保健所によると、発熱や腹痛などの食中毒症状を訴えたのは、先月6〜7日にかけて宿泊し、夕食と朝食を食べた宮城、青森、岩手の小学校6校の児童や教職員の計92人。うち6人が入院、53人が通院したが、現在は快方に向かっているという。提供された食事は、牛すき焼きやサラダなど。サンプルがないため、原因食品は特定されていないという。エルシニアによる食中毒は、県内では初めて。
旅館によると、保健所の指摘後、保存してあった食事を盛岡臨床検査センターに依頼して検査したが、食中毒の原因となる物質は検出されなかったという。佐藤克専務は、朝日新聞の取材に対し、「食事と症状に因果関係がなかった。順を追って損害賠償請求についても考える」としている。
・初めて名前を聞く食中毒菌です。
・農林水産省のHPにある解説によると、
症状は?
食後2〜5日で、発熱、腹痛、下痢などをおこします。
年齢が高くなるにつれて、他にもさまざまな症状を示すことがあります。
原因になりやすい食品は?
肉(特に豚肉)などが原因になりやすいです。
殺菌されてない井戸水や湧き水なども原因になります。菌を持っている動物のフンに汚染されている可能性があるためです。

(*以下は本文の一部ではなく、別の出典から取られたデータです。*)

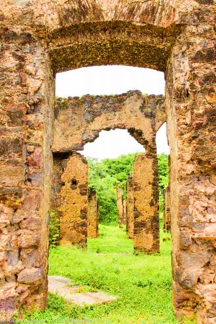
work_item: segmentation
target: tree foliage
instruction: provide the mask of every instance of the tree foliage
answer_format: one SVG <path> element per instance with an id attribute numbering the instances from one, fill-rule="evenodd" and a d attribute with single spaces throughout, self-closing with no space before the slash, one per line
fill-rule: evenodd
<path id="1" fill-rule="evenodd" d="M 99 162 L 89 158 L 88 188 L 97 192 L 101 223 L 117 222 L 116 192 L 118 186 L 126 196 L 126 183 L 133 169 L 135 154 L 121 155 L 117 159 L 106 159 Z"/>
<path id="2" fill-rule="evenodd" d="M 135 157 L 138 154 L 121 155 L 117 159 L 106 159 L 101 162 L 95 158 L 88 159 L 88 188 L 94 189 L 97 192 L 101 223 L 116 223 L 118 211 L 115 188 L 117 186 L 121 187 L 126 198 L 126 181 L 133 172 Z M 168 156 L 160 154 L 158 160 L 160 211 L 162 212 L 162 190 L 168 183 Z"/>

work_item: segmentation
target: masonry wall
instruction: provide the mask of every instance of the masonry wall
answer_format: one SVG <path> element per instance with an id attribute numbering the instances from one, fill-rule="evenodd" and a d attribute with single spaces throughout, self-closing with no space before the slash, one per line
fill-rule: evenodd
<path id="1" fill-rule="evenodd" d="M 134 181 L 130 177 L 127 181 L 127 233 L 129 239 L 134 238 Z"/>
<path id="2" fill-rule="evenodd" d="M 215 26 L 213 0 L 3 0 L 1 320 L 46 307 L 54 77 L 97 64 L 165 72 L 174 307 L 215 323 Z"/>
<path id="3" fill-rule="evenodd" d="M 134 164 L 134 242 L 137 251 L 160 252 L 157 157 L 143 154 Z"/>
<path id="4" fill-rule="evenodd" d="M 164 97 L 128 91 L 113 96 L 58 98 L 55 108 L 54 153 L 82 150 L 103 130 L 128 130 L 151 152 L 157 131 L 166 119 Z"/>
<path id="5" fill-rule="evenodd" d="M 170 189 L 167 187 L 163 189 L 163 229 L 165 232 L 169 232 L 171 229 L 170 215 Z"/>
<path id="6" fill-rule="evenodd" d="M 87 236 L 96 239 L 98 236 L 99 217 L 98 206 L 96 192 L 91 189 L 88 191 L 88 215 L 87 215 Z"/>
<path id="7" fill-rule="evenodd" d="M 58 207 L 61 244 L 84 247 L 87 234 L 87 162 L 84 157 L 74 152 L 63 164 Z"/>
<path id="8" fill-rule="evenodd" d="M 123 201 L 123 190 L 119 187 L 116 188 L 117 207 L 118 209 L 118 221 L 119 225 L 124 222 L 124 206 Z"/>

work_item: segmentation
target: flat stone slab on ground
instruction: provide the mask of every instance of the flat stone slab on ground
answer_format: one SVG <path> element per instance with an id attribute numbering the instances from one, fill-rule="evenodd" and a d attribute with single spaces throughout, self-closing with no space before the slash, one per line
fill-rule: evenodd
<path id="1" fill-rule="evenodd" d="M 57 294 L 66 300 L 78 306 L 104 304 L 117 299 L 116 297 L 108 296 L 103 292 L 76 293 L 81 287 L 79 286 L 69 287 L 68 284 L 71 284 L 71 281 L 68 278 L 60 276 L 49 276 L 48 292 Z"/>

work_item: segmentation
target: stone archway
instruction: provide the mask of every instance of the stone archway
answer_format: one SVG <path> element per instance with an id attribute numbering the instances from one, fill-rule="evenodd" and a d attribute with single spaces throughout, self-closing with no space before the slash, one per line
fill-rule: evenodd
<path id="1" fill-rule="evenodd" d="M 213 0 L 3 0 L 0 10 L 1 319 L 46 306 L 54 74 L 121 64 L 165 73 L 174 307 L 214 323 Z"/>
<path id="2" fill-rule="evenodd" d="M 165 118 L 164 97 L 142 95 L 138 91 L 57 99 L 52 148 L 54 157 L 52 207 L 57 215 L 61 214 L 62 244 L 79 243 L 81 246 L 86 244 L 87 222 L 82 211 L 87 207 L 87 161 L 83 162 L 83 157 L 78 158 L 75 152 L 83 150 L 86 143 L 93 141 L 101 131 L 118 128 L 127 130 L 146 150 L 135 163 L 134 248 L 147 253 L 160 252 L 155 138 Z M 79 183 L 72 188 L 70 182 L 79 170 L 80 173 L 75 178 Z M 59 185 L 62 182 L 63 184 Z"/>

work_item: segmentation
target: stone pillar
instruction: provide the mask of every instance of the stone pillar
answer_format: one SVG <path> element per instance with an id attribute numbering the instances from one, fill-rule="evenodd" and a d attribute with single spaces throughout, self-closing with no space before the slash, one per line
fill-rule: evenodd
<path id="1" fill-rule="evenodd" d="M 133 177 L 127 181 L 127 233 L 129 239 L 134 238 L 134 183 Z"/>
<path id="2" fill-rule="evenodd" d="M 196 26 L 185 26 L 172 48 L 166 100 L 174 307 L 178 318 L 196 313 L 197 323 L 210 324 L 216 321 L 216 97 L 215 33 L 207 7 L 202 19 L 186 16 Z"/>
<path id="3" fill-rule="evenodd" d="M 171 228 L 170 216 L 170 190 L 168 186 L 163 192 L 163 229 L 165 232 L 169 232 Z"/>
<path id="4" fill-rule="evenodd" d="M 61 176 L 59 210 L 61 244 L 77 244 L 85 247 L 87 243 L 88 164 L 76 152 L 65 161 Z"/>
<path id="5" fill-rule="evenodd" d="M 20 3 L 11 1 L 10 5 L 17 15 L 22 12 L 24 28 L 18 21 L 14 27 L 9 23 L 7 27 L 1 27 L 0 321 L 2 322 L 11 318 L 22 304 L 44 309 L 47 290 L 54 80 L 43 44 L 25 25 L 27 6 Z M 17 4 L 24 7 L 16 11 Z M 1 23 L 2 19 L 1 17 Z M 42 29 L 40 31 L 43 33 Z"/>
<path id="6" fill-rule="evenodd" d="M 123 191 L 119 187 L 116 188 L 117 207 L 118 208 L 118 223 L 121 225 L 123 222 L 124 207 L 123 204 Z"/>
<path id="7" fill-rule="evenodd" d="M 123 199 L 122 200 L 122 205 L 123 206 L 123 216 L 122 218 L 122 223 L 125 225 L 126 224 L 126 219 L 127 219 L 127 200 Z"/>
<path id="8" fill-rule="evenodd" d="M 160 252 L 157 163 L 151 155 L 136 157 L 134 164 L 134 248 L 146 253 Z"/>
<path id="9" fill-rule="evenodd" d="M 90 190 L 88 199 L 87 223 L 88 238 L 96 239 L 98 236 L 99 223 L 97 194 L 94 190 Z"/>

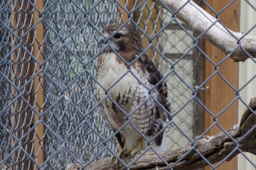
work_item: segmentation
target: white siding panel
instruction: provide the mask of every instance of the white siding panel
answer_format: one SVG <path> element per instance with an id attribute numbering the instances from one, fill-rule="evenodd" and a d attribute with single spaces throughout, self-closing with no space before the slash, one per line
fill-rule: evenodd
<path id="1" fill-rule="evenodd" d="M 249 2 L 256 7 L 256 1 Z M 245 33 L 256 24 L 256 12 L 246 2 L 242 0 L 241 2 L 240 31 Z M 256 29 L 253 29 L 248 34 L 256 36 Z M 240 63 L 239 69 L 239 87 L 242 87 L 256 74 L 256 64 L 249 59 L 244 63 Z M 248 103 L 252 97 L 256 96 L 256 78 L 241 91 L 242 98 Z M 246 109 L 245 106 L 239 102 L 238 119 L 239 121 L 242 113 Z M 253 162 L 256 163 L 256 156 L 246 153 L 246 155 Z M 255 170 L 255 168 L 244 157 L 240 154 L 238 158 L 239 170 Z"/>

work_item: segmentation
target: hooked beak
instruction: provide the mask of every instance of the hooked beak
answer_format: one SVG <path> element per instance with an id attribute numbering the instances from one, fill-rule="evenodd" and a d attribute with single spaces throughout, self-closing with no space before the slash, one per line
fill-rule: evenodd
<path id="1" fill-rule="evenodd" d="M 104 40 L 104 39 L 103 38 L 101 38 L 100 40 L 100 44 L 102 44 L 105 43 L 106 43 L 106 42 Z"/>

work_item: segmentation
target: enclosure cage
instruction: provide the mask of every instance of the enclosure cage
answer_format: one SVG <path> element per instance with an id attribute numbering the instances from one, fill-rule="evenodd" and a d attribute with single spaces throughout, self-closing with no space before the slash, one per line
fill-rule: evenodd
<path id="1" fill-rule="evenodd" d="M 202 103 L 209 89 L 194 91 L 205 80 L 202 42 L 196 42 L 201 51 L 195 47 L 192 37 L 199 35 L 159 4 L 3 0 L 0 9 L 0 168 L 61 169 L 118 151 L 96 91 L 100 33 L 112 23 L 137 27 L 166 77 L 175 115 L 168 149 L 184 147 L 205 130 Z"/>

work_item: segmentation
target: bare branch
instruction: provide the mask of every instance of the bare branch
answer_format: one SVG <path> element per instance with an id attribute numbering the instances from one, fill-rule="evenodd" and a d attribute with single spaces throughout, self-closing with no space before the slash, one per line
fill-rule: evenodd
<path id="1" fill-rule="evenodd" d="M 234 61 L 244 62 L 249 58 L 248 55 L 240 47 L 236 49 L 234 53 L 230 53 L 238 46 L 237 40 L 242 38 L 243 34 L 226 29 L 218 22 L 212 26 L 216 19 L 192 0 L 189 2 L 187 0 L 154 1 L 164 7 L 164 5 L 167 6 L 173 12 L 177 11 L 182 7 L 176 14 L 177 18 L 199 34 L 210 28 L 203 37 L 220 49 L 225 54 L 230 54 L 230 57 Z M 186 3 L 187 4 L 182 7 Z M 245 36 L 240 42 L 242 47 L 252 57 L 256 57 L 256 37 Z"/>
<path id="2" fill-rule="evenodd" d="M 256 97 L 251 100 L 249 106 L 252 110 L 256 110 Z M 250 109 L 246 109 L 242 116 L 240 125 L 234 125 L 233 128 L 228 130 L 226 132 L 236 141 L 244 136 L 252 127 L 256 125 L 256 115 L 252 113 Z M 239 142 L 239 147 L 243 152 L 249 152 L 256 155 L 256 128 L 245 136 Z M 204 136 L 195 143 L 194 146 L 208 161 L 212 164 L 217 162 L 224 158 L 237 147 L 234 142 L 223 132 L 212 136 Z M 208 165 L 207 162 L 192 148 L 190 144 L 184 148 L 174 150 L 160 152 L 159 154 L 171 165 L 177 161 L 184 154 L 189 152 L 184 158 L 174 166 L 175 170 L 192 170 L 203 167 Z M 231 160 L 240 152 L 236 150 L 228 158 L 227 161 Z M 132 161 L 138 156 L 136 155 L 131 161 Z M 126 158 L 126 164 L 131 162 Z M 85 162 L 83 162 L 85 164 Z M 112 169 L 113 167 L 112 158 L 108 158 L 92 162 L 86 168 L 88 170 Z M 130 169 L 156 169 L 156 166 L 159 169 L 167 169 L 168 166 L 159 158 L 154 152 L 147 152 L 130 167 Z M 78 164 L 69 164 L 66 170 L 80 169 L 81 166 Z M 124 167 L 120 163 L 118 169 L 124 169 Z"/>

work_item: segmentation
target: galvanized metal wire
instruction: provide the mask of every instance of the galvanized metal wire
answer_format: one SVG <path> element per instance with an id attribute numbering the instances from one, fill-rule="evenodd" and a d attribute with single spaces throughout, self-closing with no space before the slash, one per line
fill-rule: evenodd
<path id="1" fill-rule="evenodd" d="M 43 9 L 40 10 L 36 1 L 0 2 L 0 168 L 59 169 L 69 163 L 84 161 L 87 163 L 83 166 L 86 167 L 92 161 L 116 154 L 118 143 L 115 135 L 120 129 L 116 132 L 112 131 L 100 111 L 99 103 L 102 101 L 99 102 L 96 98 L 98 82 L 96 65 L 102 51 L 98 44 L 102 28 L 111 23 L 131 23 L 142 32 L 142 37 L 146 38 L 143 40 L 154 37 L 157 40 L 156 43 L 150 43 L 144 47 L 145 52 L 153 54 L 152 59 L 168 87 L 173 112 L 169 113 L 172 116 L 170 124 L 172 123 L 172 127 L 167 138 L 168 148 L 181 148 L 192 142 L 191 150 L 197 152 L 213 168 L 228 158 L 216 165 L 212 165 L 194 145 L 196 141 L 192 139 L 196 136 L 202 136 L 208 131 L 199 129 L 203 133 L 198 134 L 195 130 L 197 125 L 202 123 L 196 113 L 197 107 L 202 107 L 214 118 L 224 111 L 214 115 L 196 94 L 202 90 L 209 79 L 218 74 L 237 92 L 236 97 L 227 107 L 238 99 L 247 104 L 240 96 L 241 89 L 234 87 L 219 71 L 218 66 L 228 57 L 219 63 L 212 62 L 198 43 L 198 35 L 176 18 L 176 14 L 180 9 L 177 11 L 166 10 L 154 2 L 149 6 L 146 0 L 140 3 L 135 1 L 130 9 L 128 8 L 128 1 L 124 6 L 116 0 L 44 0 Z M 219 12 L 205 0 L 198 1 L 212 10 L 216 22 L 226 27 L 220 14 L 234 0 Z M 256 10 L 250 1 L 246 1 Z M 148 11 L 147 18 L 142 16 L 145 9 Z M 156 10 L 156 16 L 152 15 L 153 10 Z M 33 22 L 36 12 L 39 20 Z M 136 20 L 134 12 L 137 14 Z M 130 14 L 128 19 L 125 18 L 126 13 Z M 152 22 L 153 27 L 156 28 L 158 23 L 161 28 L 165 29 L 160 31 L 156 28 L 149 33 L 147 26 Z M 39 33 L 36 29 L 41 24 L 43 28 L 42 41 L 36 36 Z M 142 24 L 143 27 L 139 26 Z M 238 40 L 238 47 L 242 48 Z M 35 45 L 40 49 L 38 53 L 34 52 Z M 40 55 L 42 62 L 39 61 Z M 196 80 L 197 76 L 202 76 L 197 71 L 200 64 L 198 60 L 202 56 L 211 61 L 216 68 L 211 77 L 203 82 Z M 40 88 L 43 89 L 42 97 L 38 94 Z M 107 92 L 108 89 L 106 90 Z M 106 97 L 115 103 L 106 94 Z M 149 95 L 151 97 L 153 98 Z M 43 99 L 41 103 L 38 102 L 38 98 Z M 136 128 L 129 119 L 126 123 Z M 37 133 L 40 125 L 43 127 L 42 136 Z M 225 132 L 217 121 L 211 126 L 214 125 Z M 146 139 L 150 144 L 148 147 L 133 162 L 126 164 L 126 168 L 143 153 L 152 149 L 150 142 L 155 138 Z M 233 152 L 241 152 L 236 143 Z M 39 153 L 42 151 L 42 154 Z M 179 162 L 171 166 L 156 154 L 170 169 Z M 39 155 L 42 154 L 43 162 L 39 162 Z"/>

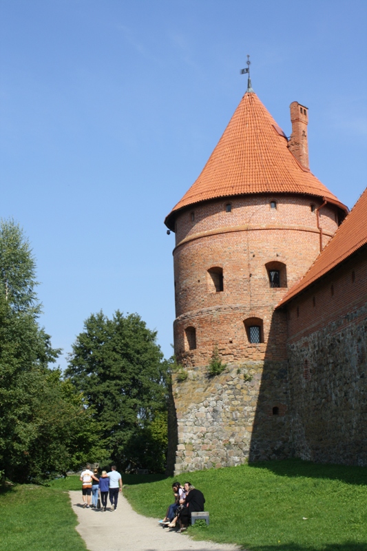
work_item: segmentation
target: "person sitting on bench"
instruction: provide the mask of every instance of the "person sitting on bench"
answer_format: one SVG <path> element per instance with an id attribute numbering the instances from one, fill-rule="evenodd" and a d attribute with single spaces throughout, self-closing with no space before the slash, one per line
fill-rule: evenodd
<path id="1" fill-rule="evenodd" d="M 163 526 L 169 524 L 174 520 L 178 506 L 184 503 L 186 497 L 186 494 L 181 488 L 180 482 L 174 482 L 172 484 L 172 490 L 174 490 L 175 496 L 175 502 L 172 503 L 172 505 L 170 505 L 167 510 L 166 516 L 163 520 L 159 521 L 159 523 Z"/>
<path id="2" fill-rule="evenodd" d="M 178 518 L 180 522 L 180 530 L 182 532 L 186 530 L 191 520 L 191 512 L 199 512 L 204 510 L 204 503 L 205 498 L 202 492 L 197 490 L 191 482 L 185 482 L 184 484 L 185 490 L 187 490 L 185 507 L 180 512 Z"/>

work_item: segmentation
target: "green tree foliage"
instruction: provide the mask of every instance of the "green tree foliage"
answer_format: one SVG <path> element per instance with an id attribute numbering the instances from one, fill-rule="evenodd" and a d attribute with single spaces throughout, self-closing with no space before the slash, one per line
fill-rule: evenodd
<path id="1" fill-rule="evenodd" d="M 168 363 L 156 337 L 137 314 L 92 314 L 65 372 L 92 405 L 105 446 L 120 468 L 164 469 Z"/>
<path id="2" fill-rule="evenodd" d="M 0 222 L 0 466 L 14 481 L 41 481 L 100 455 L 83 395 L 51 370 L 59 353 L 40 328 L 35 262 L 22 230 Z"/>

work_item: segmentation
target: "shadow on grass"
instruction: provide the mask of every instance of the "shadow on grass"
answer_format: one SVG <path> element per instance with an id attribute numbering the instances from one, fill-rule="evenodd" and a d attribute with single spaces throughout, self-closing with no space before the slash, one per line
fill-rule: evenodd
<path id="1" fill-rule="evenodd" d="M 15 484 L 10 482 L 6 482 L 5 484 L 0 484 L 0 495 L 12 492 L 15 488 Z"/>
<path id="2" fill-rule="evenodd" d="M 319 551 L 366 551 L 366 543 L 355 543 L 346 541 L 344 543 L 328 543 Z M 257 545 L 251 547 L 249 551 L 315 551 L 315 548 L 309 545 L 300 545 L 299 543 L 286 543 L 275 545 Z"/>
<path id="3" fill-rule="evenodd" d="M 249 466 L 254 468 L 266 469 L 281 477 L 324 478 L 331 480 L 341 480 L 348 484 L 367 485 L 367 467 L 329 465 L 312 463 L 312 461 L 302 461 L 302 459 L 298 459 L 254 462 L 250 463 Z M 337 548 L 335 548 L 335 549 L 337 550 Z M 344 550 L 344 548 L 341 548 L 341 549 Z"/>

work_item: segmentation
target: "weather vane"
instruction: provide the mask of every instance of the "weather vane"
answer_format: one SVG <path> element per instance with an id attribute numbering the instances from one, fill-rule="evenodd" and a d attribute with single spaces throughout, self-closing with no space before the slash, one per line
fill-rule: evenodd
<path id="1" fill-rule="evenodd" d="M 247 92 L 253 92 L 253 89 L 251 88 L 251 79 L 250 79 L 250 65 L 251 62 L 250 61 L 250 56 L 247 56 L 247 61 L 246 62 L 247 65 L 247 69 L 241 69 L 240 71 L 240 74 L 248 74 L 249 79 L 247 79 Z"/>

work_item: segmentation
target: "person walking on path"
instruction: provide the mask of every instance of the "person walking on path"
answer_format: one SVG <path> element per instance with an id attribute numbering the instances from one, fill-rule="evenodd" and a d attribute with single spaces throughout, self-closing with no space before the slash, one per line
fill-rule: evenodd
<path id="1" fill-rule="evenodd" d="M 110 472 L 107 472 L 107 475 L 109 479 L 109 501 L 112 510 L 115 511 L 117 509 L 118 492 L 123 491 L 123 479 L 116 470 L 116 465 L 112 465 Z"/>
<path id="2" fill-rule="evenodd" d="M 105 511 L 107 508 L 107 498 L 109 489 L 109 478 L 107 477 L 105 470 L 102 471 L 102 475 L 99 479 L 99 491 L 101 492 L 101 501 L 102 501 L 102 509 Z"/>
<path id="3" fill-rule="evenodd" d="M 97 480 L 96 480 L 95 478 L 92 483 L 92 506 L 96 509 L 99 490 L 99 476 L 98 474 L 98 469 L 93 469 L 93 474 Z"/>
<path id="4" fill-rule="evenodd" d="M 81 491 L 83 494 L 83 507 L 89 509 L 90 507 L 90 495 L 92 494 L 92 481 L 97 480 L 92 470 L 90 465 L 87 463 L 85 470 L 81 473 L 80 480 L 82 481 Z"/>

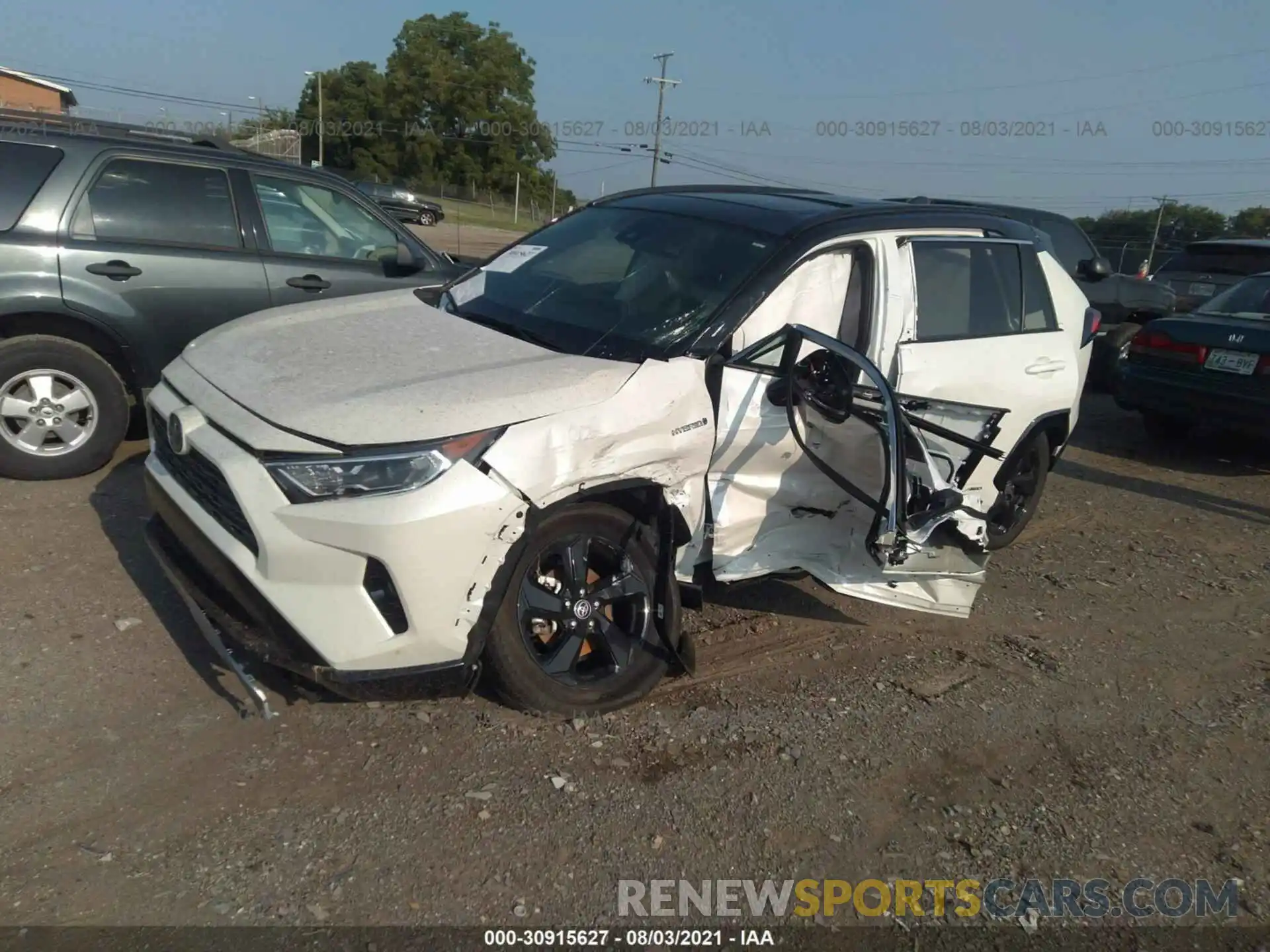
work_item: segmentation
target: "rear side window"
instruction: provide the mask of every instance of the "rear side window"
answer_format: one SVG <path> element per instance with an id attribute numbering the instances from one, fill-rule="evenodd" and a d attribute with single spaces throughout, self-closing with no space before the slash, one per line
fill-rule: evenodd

生の肉に使った包丁で切った調理済みの食品も原因になります。
ペットがさわった食品なども原因になります。
この菌は冷蔵庫の中でも増えるので、長期間冷蔵した豚肉も原因になります。
予防のポイントは?
豚肉を長期間保存しないようにしましょう。
生の肉にさわったら、よく手を洗いましょう。
包丁やまな板を使うときは、先に生野菜などの加熱しない食品を切り、生の肉は後で切りましょう。生の肉に使った包丁やまな板と、調理済みの食品がふれないようにしましょう。
肉の汁が、生で食べるものや調理済みの食品にかからないようにしましょう。
生の肉など加熱が必要な食品は、中心まで十分に加熱しましょう。
生の肉に使った調理器具は、使い終わったらすぐに洗いましょう。洗った後、熱湯をかけると消毒効果があります。